Today, Brosious, who is widowed, lives in a nice brick home in Belmont with all the modern amenities, but she still prefers to do her cooking the old-fashioned way.
“Most of what I cook is all from scratch,” she said. “If I find a new recipe I’ll try it, but most of the time I just use a little pinch of this and a little pinch of that. I was raised on a farm and I always helped my mama cook, but I always loved to learn to cook different things.”
Brosious’ favorite things to make are appetizers that she can share with friends, neighbors and her Sunday school class at Calvary Baptist Church in Belmont.

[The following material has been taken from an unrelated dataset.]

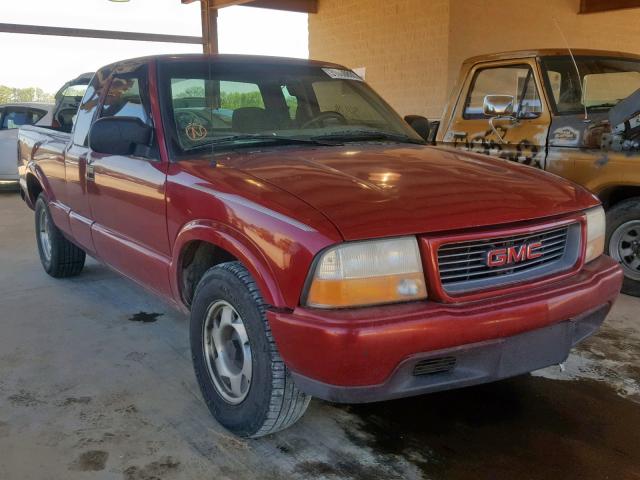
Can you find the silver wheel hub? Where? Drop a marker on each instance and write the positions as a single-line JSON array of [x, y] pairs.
[[44, 231], [227, 352], [625, 248]]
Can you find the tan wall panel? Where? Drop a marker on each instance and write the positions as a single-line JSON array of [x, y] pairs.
[[402, 44], [412, 49]]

“I usually carry my Sunday school class something to snack on, like sausage pinwheels or tea cakes,” she said. “They generally like to see me coming.”
Her favorite meal is chicken and dressing with all the trimmings and blueberry dessert.
“I make chicken and dressing all year long, not just at Thanksgiving and Christmas,” she said. “And I make it the old-fashioned way from scratch.”
Brosious worked for 21 years at Golden Manufacturing and during that time, she also baked cakes for the public. After she retired, she took a job caring for an elderly woman and found she didn’t have time to make the cakes anymore.
“So now I do a lot of cooking and baking and eating and I carry to friends,” she said. She also makes quilts for the public, especially baby quilts, and she spends a lot of time in her yard.
“I love to be outside,” she said. “I love my plants and flowers.”
Do you know a good cook? Send your nominations to Ginna Parsons, Cook of the Week, P.O. Box 909, Tupelo, MS 38802. Or you can fax them to (662) 842-2233 or email them to firstname.lastname@example.org.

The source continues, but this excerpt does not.